Am 04.02.19 besuchte der Aussteiger aus der nationalsozialistischen Szene nun das Hilda-Gymnasium und erzählte rd. 150 SchülerInnen der 10. Klasse sowie zwei Leistungskursen aus der MSS 12 (Sozialkunde und Geschichte) von den Fehlern seiner Vergangenheit. Mit teils derben Ausdrücken und einer unverblümten Darstellung seiner eigenen Erlebnisse gelang es dabei Bauer, den SchülerInnen die Gefahren und Gewaltexzesse dieser Szene anschaulich darzustellen. Zugleich wurden Inhalte, Symbole, rechtliche Hintergründe oder Rekrutierungsmechanismen der rechtsextremen Gruppierungen verdeutlicht. Die SchülerInnen zeigten sich hierbei oftmals fassungslos angesichts der Straftaten, von denen Bauer referierte.
 
Bauer schaffte den Ausstieg schlussendlich nur über einen Mitarbeiter der Organisation EXIT, welcher ihn im Gefängnis ansprach. Und genau für diese Organisation ist nun Bauer in ganz Deutschland unterwegs. So hält er vor allem Vorträge in Schulen, war aber auch immer wieder im Fernsehen – wie etwa den Talkshows von Markus Lanz oder Günther Jauch – ein gern gesehener Gast.
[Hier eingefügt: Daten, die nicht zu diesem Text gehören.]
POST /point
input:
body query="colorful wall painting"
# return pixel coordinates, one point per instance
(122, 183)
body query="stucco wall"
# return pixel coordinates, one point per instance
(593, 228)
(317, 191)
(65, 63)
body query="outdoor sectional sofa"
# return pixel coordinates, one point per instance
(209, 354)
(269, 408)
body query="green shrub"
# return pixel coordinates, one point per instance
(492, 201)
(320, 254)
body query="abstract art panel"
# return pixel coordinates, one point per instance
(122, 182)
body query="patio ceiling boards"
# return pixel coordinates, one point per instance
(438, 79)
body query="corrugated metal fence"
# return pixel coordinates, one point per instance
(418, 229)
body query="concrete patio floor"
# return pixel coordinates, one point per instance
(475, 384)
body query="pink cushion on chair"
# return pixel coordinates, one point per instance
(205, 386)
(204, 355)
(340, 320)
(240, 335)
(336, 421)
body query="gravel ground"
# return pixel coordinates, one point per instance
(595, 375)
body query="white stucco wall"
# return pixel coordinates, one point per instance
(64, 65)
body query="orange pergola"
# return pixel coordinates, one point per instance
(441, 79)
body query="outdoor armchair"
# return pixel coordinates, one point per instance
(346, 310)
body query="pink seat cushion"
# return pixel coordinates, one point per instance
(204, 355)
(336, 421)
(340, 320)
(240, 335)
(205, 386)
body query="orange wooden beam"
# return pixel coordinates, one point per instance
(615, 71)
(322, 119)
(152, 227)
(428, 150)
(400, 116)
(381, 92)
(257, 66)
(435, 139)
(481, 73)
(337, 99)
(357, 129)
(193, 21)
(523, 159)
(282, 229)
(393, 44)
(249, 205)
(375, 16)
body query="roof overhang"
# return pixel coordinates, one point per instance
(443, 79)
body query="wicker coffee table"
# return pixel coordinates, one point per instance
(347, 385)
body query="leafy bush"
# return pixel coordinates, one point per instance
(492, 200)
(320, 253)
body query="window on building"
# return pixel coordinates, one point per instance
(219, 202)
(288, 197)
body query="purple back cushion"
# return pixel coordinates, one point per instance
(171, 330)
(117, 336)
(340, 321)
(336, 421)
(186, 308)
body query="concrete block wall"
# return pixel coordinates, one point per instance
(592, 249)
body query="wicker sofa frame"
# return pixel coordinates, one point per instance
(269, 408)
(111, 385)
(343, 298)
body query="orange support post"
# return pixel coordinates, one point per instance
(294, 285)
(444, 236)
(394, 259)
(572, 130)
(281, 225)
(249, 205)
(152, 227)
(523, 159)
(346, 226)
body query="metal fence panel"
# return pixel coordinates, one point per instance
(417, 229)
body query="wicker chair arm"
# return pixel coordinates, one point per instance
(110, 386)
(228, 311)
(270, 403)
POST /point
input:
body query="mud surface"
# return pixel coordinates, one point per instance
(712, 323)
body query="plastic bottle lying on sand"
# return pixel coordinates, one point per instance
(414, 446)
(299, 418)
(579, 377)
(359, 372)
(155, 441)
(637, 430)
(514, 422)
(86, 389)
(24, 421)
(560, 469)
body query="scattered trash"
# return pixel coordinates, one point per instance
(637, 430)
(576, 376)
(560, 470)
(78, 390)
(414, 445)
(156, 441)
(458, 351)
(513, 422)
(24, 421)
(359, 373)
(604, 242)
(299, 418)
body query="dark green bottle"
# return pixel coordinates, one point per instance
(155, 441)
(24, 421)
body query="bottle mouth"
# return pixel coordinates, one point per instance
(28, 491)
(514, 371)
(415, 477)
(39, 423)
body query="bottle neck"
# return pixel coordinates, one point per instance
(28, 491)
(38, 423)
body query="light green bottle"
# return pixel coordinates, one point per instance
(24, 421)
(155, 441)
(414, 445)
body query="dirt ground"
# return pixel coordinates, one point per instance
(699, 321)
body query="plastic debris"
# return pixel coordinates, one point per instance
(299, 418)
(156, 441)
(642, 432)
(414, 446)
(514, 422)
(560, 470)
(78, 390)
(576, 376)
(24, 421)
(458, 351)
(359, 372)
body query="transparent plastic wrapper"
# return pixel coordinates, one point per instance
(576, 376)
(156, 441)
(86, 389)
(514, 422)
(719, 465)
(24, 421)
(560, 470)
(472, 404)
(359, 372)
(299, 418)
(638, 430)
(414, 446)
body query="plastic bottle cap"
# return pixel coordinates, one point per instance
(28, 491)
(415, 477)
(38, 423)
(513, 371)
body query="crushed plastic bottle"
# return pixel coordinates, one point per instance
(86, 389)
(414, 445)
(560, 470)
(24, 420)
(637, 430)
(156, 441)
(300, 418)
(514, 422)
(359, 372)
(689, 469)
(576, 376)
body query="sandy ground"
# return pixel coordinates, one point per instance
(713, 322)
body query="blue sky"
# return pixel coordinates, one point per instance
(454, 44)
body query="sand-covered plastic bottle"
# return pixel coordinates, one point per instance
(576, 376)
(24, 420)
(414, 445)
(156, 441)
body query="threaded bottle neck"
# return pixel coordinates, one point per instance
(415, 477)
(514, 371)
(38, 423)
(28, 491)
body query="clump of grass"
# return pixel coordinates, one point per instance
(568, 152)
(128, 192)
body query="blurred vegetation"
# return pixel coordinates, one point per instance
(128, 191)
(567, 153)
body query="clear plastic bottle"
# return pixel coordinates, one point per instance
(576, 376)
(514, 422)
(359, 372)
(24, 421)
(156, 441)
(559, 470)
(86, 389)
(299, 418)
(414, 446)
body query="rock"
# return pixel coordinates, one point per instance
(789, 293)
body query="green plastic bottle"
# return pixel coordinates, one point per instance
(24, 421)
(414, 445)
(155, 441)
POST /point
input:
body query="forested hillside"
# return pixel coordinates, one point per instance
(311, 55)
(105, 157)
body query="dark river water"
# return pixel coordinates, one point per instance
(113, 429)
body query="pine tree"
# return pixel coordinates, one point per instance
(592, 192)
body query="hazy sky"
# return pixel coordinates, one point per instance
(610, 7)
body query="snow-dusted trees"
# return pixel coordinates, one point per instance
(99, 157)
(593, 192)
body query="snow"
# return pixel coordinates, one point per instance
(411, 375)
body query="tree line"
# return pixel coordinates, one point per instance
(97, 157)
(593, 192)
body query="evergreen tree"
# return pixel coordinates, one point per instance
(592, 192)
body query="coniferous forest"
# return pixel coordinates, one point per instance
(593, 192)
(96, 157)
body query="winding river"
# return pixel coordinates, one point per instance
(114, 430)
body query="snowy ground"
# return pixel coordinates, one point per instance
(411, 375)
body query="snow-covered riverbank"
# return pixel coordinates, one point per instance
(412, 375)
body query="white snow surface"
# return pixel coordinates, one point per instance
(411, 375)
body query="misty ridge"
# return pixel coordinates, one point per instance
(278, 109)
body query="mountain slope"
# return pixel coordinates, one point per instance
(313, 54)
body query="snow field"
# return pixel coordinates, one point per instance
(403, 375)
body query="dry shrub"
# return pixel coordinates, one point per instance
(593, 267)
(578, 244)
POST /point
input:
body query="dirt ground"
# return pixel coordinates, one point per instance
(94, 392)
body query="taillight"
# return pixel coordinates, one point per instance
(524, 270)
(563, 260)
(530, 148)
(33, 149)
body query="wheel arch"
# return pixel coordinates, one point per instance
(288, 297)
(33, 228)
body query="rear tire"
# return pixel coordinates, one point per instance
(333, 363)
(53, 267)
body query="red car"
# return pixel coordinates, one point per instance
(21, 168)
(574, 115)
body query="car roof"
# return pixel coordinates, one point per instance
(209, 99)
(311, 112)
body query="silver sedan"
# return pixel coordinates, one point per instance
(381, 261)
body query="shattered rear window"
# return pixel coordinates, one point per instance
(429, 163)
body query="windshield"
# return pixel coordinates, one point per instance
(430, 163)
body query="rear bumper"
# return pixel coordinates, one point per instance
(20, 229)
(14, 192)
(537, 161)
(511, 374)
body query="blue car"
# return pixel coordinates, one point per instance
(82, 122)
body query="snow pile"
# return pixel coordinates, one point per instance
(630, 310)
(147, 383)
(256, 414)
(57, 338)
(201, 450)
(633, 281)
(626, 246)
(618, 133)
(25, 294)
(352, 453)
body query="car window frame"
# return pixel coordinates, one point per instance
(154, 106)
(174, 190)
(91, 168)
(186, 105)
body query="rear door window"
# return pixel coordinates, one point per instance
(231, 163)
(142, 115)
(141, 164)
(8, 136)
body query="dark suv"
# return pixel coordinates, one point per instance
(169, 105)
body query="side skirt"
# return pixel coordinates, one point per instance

Dass Bauer nach seinem Ausstieg aus dem rechten Untergrund mit unterschiedlichsten weiteren Konsequenzen – neben abgerissenen sozialen Kontakten, einem geheimen Wohnort und vor allem der Frage nach der Reue – leben muss, wurde auch deutlich. Gleichwohl bereue er diesen Schritt nicht.
 
Den SchülerInnen konnte schlussendlich illustrativ dargelegt werden, dass man mit jedem auch politisch andersdenkenden Menschen im Gespräch bleiben muss und sie darauf anzusprechen sind, wenn rechte Parolen oder Inhalte auftauchen.
 
Finanziell unterstützt wurde die Veranstaltung von der Stiftung „Für die Koblenzer Jugend“ der Sparkasse Koblenz und dem Land Rheinland-Pfalz.